Small airports warn they are on the brink of collapse.
Fees could rise 60% at regional airports as a result of the COVID-19 crisis.
Canada’s regional airports warn they are on the brink of financial collapse as a result of the pandemic-induced crisis in aviation. The situation is so bad, many are planning to close runways for the winter and lay off staff, just to make ends meet.
That’s on top of projected fee increases up to 60% that will inevitably be passed on to passengers.
“These are huge,” said Brian Grant in an interview. He’s the Chief Executive Officer of the Grande Prairie Airport Commission and Chair of the Regional Community Airports of Canada. “For us, even our airport improvement fee will have to go from pretty much $25 to $35.”
The RCAC sounded the alarm Tuesday, pleading for government help as its members run out of cash. The RCAC represents 50 member airports serving small communities. Most of them are hundreds of kilometres from the closest international airport.
In Grande Prairie, passenger numbers have dwindled from about 35,000 a month last year to 8,500 this August. And that was the high point. It’s gone down from there.
“A lot of these airports were not really breaking even beforehand, but they were getting some support from their municipalities,” said Grant. “The municipalities are strapped too. So now it’s becoming a choice of roads, bridges, facilities versus airport.”
Grant points to airports such as North Bay, Ontario and Smithers, British Columbia as some of the hardest hit. They lost all mainline passenger services during the pandemic, and there’s no telling when they might come back. “So they’re the ones that are basically living off whatever municipal scraps they can get,” he said.
We can’t do it alone
With few exceptions, airports in Canada rely on passengers for the majority of their revenues. That includes landing fees charged to airlines, airport improvement fees charged to passengers, and parking fees levied on vehicles.
With people deciding not to fly because of the pandemic, those revenues have been decimated.
Take, for example, the Winnipeg Airport Authority, which is not an RCAC member. WAA reported Tuesday that traffic was down 85% through the third quarter. Between July and September, an average of 2,051 people a day passed through the airport. That compares with 13,273 last year.
Financially, that means the airport earned $14.3 million in revenues in three months.
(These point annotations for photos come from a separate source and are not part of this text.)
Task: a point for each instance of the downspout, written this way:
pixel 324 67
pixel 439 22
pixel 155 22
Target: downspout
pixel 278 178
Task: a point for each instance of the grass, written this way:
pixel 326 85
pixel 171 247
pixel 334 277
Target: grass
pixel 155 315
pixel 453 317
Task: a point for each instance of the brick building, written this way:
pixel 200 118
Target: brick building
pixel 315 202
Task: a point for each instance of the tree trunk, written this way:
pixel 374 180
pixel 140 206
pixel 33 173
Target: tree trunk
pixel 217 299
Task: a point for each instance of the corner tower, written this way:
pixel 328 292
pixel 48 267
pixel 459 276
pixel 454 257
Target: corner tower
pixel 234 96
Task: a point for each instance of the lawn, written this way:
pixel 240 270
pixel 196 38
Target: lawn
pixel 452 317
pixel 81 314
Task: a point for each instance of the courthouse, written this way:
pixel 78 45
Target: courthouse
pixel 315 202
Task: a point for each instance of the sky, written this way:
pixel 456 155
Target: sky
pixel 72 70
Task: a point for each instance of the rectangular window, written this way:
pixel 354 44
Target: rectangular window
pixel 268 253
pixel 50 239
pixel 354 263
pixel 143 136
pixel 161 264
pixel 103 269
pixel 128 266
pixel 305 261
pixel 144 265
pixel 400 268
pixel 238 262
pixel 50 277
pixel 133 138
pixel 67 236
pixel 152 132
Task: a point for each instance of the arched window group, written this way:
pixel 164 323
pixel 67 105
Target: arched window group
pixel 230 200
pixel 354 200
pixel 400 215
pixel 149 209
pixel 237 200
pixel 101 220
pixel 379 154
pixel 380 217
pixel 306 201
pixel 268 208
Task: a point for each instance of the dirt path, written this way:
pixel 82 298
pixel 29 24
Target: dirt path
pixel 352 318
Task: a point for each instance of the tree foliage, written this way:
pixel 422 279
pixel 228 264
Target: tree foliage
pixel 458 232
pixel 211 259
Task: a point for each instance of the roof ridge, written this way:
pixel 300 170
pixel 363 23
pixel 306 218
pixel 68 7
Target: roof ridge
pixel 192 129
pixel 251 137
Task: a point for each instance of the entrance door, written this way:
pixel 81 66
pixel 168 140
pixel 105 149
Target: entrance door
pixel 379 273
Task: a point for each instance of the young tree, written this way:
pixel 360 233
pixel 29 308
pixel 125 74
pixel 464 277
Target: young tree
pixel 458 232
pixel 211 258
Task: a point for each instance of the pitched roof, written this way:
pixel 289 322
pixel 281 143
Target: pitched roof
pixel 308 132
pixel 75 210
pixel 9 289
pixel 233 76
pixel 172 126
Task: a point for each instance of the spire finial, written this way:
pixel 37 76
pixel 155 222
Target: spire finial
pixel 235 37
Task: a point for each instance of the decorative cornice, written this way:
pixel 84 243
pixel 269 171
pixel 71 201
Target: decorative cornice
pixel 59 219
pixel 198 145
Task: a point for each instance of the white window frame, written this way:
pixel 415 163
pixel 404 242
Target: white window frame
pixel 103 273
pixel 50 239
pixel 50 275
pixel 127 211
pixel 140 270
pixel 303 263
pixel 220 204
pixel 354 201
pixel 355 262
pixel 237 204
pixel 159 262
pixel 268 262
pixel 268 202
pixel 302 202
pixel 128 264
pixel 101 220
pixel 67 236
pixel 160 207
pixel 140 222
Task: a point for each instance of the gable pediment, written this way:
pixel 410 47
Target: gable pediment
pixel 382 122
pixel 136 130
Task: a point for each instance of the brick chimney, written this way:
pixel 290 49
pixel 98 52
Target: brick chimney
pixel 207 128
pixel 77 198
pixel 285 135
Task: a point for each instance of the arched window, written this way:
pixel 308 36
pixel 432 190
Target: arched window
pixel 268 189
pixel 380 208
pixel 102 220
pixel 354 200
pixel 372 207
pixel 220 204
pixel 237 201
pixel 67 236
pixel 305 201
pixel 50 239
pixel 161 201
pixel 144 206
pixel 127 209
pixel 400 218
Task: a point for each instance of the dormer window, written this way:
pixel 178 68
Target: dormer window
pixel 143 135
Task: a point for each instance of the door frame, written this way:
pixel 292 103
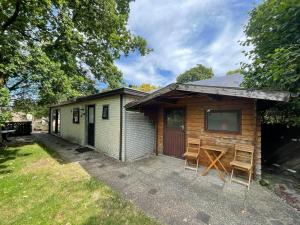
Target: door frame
pixel 87 124
pixel 165 109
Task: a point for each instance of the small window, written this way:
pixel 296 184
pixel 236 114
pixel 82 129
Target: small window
pixel 223 120
pixel 76 115
pixel 105 112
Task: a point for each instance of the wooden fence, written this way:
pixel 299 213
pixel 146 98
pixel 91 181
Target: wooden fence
pixel 22 128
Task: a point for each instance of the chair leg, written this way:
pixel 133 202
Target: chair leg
pixel 231 174
pixel 250 174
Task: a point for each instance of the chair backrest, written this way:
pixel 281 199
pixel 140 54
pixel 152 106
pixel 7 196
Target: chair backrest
pixel 244 153
pixel 193 145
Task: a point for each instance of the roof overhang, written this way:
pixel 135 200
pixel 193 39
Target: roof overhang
pixel 117 91
pixel 279 96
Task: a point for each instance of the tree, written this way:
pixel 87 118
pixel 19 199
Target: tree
pixel 273 30
pixel 198 72
pixel 28 105
pixel 236 71
pixel 4 106
pixel 144 87
pixel 56 49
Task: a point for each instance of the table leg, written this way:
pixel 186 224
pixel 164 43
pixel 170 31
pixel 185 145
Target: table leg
pixel 219 161
pixel 213 164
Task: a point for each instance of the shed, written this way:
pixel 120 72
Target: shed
pixel 100 121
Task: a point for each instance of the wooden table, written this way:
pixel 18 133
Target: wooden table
pixel 214 153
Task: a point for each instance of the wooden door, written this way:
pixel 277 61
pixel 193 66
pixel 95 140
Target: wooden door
pixel 91 125
pixel 56 121
pixel 174 138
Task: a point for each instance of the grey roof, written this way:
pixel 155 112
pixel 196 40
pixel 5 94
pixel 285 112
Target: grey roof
pixel 233 81
pixel 117 91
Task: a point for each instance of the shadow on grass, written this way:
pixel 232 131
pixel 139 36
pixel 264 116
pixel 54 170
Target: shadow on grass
pixel 8 155
pixel 51 152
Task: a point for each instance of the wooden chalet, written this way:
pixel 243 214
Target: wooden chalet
pixel 216 110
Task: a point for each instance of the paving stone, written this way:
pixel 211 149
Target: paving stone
pixel 152 191
pixel 204 217
pixel 122 175
pixel 276 222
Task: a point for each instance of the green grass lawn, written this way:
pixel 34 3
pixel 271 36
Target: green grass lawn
pixel 37 188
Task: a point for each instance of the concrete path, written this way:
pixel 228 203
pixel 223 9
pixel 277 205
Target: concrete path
pixel 163 190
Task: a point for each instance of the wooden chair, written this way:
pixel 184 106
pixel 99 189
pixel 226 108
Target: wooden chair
pixel 192 153
pixel 243 160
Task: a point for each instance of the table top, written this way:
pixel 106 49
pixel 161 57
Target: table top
pixel 215 148
pixel 7 131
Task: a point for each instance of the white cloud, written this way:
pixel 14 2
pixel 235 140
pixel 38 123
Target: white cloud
pixel 184 33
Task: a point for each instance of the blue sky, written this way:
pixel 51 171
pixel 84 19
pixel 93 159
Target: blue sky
pixel 184 33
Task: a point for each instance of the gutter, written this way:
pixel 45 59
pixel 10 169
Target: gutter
pixel 121 126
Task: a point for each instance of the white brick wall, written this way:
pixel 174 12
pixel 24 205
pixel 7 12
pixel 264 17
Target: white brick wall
pixel 138 139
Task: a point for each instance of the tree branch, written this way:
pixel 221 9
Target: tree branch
pixel 15 86
pixel 13 17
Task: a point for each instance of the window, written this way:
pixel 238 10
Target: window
pixel 223 120
pixel 105 112
pixel 76 115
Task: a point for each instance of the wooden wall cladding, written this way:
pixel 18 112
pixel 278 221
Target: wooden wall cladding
pixel 195 125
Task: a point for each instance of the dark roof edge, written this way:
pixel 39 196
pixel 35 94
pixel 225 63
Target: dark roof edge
pixel 117 91
pixel 283 96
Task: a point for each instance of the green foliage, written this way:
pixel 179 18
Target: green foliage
pixel 28 105
pixel 4 106
pixel 273 30
pixel 231 72
pixel 198 72
pixel 54 49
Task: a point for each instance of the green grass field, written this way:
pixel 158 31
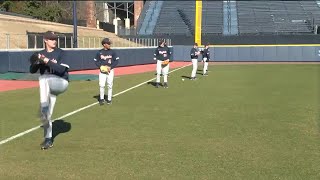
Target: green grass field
pixel 240 122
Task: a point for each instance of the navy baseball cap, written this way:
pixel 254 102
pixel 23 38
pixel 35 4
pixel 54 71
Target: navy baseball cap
pixel 161 41
pixel 106 41
pixel 50 35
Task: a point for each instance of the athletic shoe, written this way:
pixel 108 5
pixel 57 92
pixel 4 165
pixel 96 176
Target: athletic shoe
pixel 101 102
pixel 47 144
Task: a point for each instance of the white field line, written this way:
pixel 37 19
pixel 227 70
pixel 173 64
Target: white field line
pixel 81 109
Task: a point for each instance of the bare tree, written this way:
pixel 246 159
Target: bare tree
pixel 90 14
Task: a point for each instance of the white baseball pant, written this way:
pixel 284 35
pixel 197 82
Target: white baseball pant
pixel 164 70
pixel 103 78
pixel 50 87
pixel 205 65
pixel 194 67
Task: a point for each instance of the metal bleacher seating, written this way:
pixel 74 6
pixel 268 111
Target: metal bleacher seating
pixel 212 17
pixel 176 17
pixel 276 17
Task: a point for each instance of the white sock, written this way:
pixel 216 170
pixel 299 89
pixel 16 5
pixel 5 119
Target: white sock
pixel 165 78
pixel 109 94
pixel 101 92
pixel 48 130
pixel 158 78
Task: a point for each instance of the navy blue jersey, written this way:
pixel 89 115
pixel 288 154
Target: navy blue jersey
pixel 206 54
pixel 193 52
pixel 56 64
pixel 106 57
pixel 162 53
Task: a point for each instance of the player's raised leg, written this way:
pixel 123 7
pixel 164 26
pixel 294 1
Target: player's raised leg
pixel 102 83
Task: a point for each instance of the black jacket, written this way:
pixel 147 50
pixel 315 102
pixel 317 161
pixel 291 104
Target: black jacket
pixel 206 54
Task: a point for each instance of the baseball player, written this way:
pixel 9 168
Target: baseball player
pixel 165 44
pixel 205 59
pixel 194 53
pixel 106 59
pixel 162 56
pixel 53 80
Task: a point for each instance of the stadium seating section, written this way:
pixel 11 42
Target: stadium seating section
pixel 253 17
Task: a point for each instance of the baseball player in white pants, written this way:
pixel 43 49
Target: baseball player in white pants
pixel 205 59
pixel 103 79
pixel 106 59
pixel 53 80
pixel 194 53
pixel 50 87
pixel 162 56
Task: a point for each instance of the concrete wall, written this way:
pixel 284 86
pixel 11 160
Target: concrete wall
pixel 255 53
pixel 78 59
pixel 81 59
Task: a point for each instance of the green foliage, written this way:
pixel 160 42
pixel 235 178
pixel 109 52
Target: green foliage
pixel 44 10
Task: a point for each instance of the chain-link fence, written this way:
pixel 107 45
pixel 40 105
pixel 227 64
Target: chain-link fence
pixel 28 41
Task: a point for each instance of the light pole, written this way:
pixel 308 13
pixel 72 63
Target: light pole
pixel 75 34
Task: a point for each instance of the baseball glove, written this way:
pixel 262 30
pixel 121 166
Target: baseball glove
pixel 105 69
pixel 35 60
pixel 166 62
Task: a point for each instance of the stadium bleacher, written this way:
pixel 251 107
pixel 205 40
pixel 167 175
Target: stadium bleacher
pixel 170 20
pixel 277 17
pixel 212 17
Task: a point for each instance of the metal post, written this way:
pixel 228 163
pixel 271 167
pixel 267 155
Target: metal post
pixel 58 42
pixel 65 41
pixel 35 42
pixel 83 42
pixel 27 41
pixel 71 39
pixel 8 41
pixel 75 33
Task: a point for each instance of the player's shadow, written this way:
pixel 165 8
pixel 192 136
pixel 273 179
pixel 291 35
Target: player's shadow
pixel 153 83
pixel 188 77
pixel 97 97
pixel 59 127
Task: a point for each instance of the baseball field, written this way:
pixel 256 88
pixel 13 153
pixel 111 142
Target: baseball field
pixel 254 121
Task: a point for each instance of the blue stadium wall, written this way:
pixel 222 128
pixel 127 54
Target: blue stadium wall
pixel 302 53
pixel 82 59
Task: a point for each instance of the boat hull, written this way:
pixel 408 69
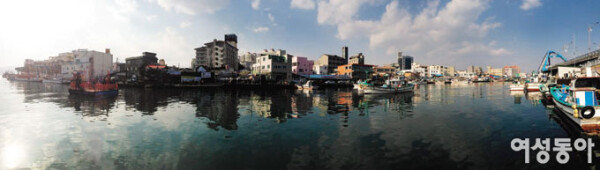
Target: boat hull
pixel 379 90
pixel 586 125
pixel 93 93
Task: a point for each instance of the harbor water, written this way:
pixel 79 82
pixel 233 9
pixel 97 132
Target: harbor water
pixel 457 126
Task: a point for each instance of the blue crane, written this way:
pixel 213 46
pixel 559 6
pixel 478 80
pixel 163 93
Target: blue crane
pixel 546 60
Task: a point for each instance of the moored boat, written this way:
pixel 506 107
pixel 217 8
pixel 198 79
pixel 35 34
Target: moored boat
pixel 517 87
pixel 94 87
pixel 309 85
pixel 391 86
pixel 579 103
pixel 531 87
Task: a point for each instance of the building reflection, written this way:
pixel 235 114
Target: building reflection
pixel 517 95
pixel 218 106
pixel 148 100
pixel 275 104
pixel 92 106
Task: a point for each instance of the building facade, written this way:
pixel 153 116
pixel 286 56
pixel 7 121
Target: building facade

Compare that to the $36.1 million the airport earned in the same period last year.
“Winnipeg Richardson International Airport will be essential to this region’s economic recovery, but we can’t do it alone,” said airport President and Chief Executive Officer Barry Rempel. “Government support is required to ensure the airport can continue to provide essential services for our community in the future.”
The chorus of voices demanding government help for the industry has been growing. Last week, hundreds of laid off airline staff staged a protest in Ottawa to demand help. Unions plan more protests this week in Toronto and Montreal.
Ottawa has talked of the need to help regional aviation, but so far there’s been no announcement.
The RCAC says regional airports need $180 million in subsidies to keep operating at last year’s levels. Without it, more layoffs are likely.
“We’ve laid off a number of employees,” said Grant. “We’re probably looking at another round of maybe 30% of our employees. So 2021 is looking pretty ugly.”
There isn’t a lot of fat to cut. In Grande Prairie, a 30% cut means you likely won’t find a customer service person if you have a question. And bring food with you to the airport – the restaurant is closing for the winter.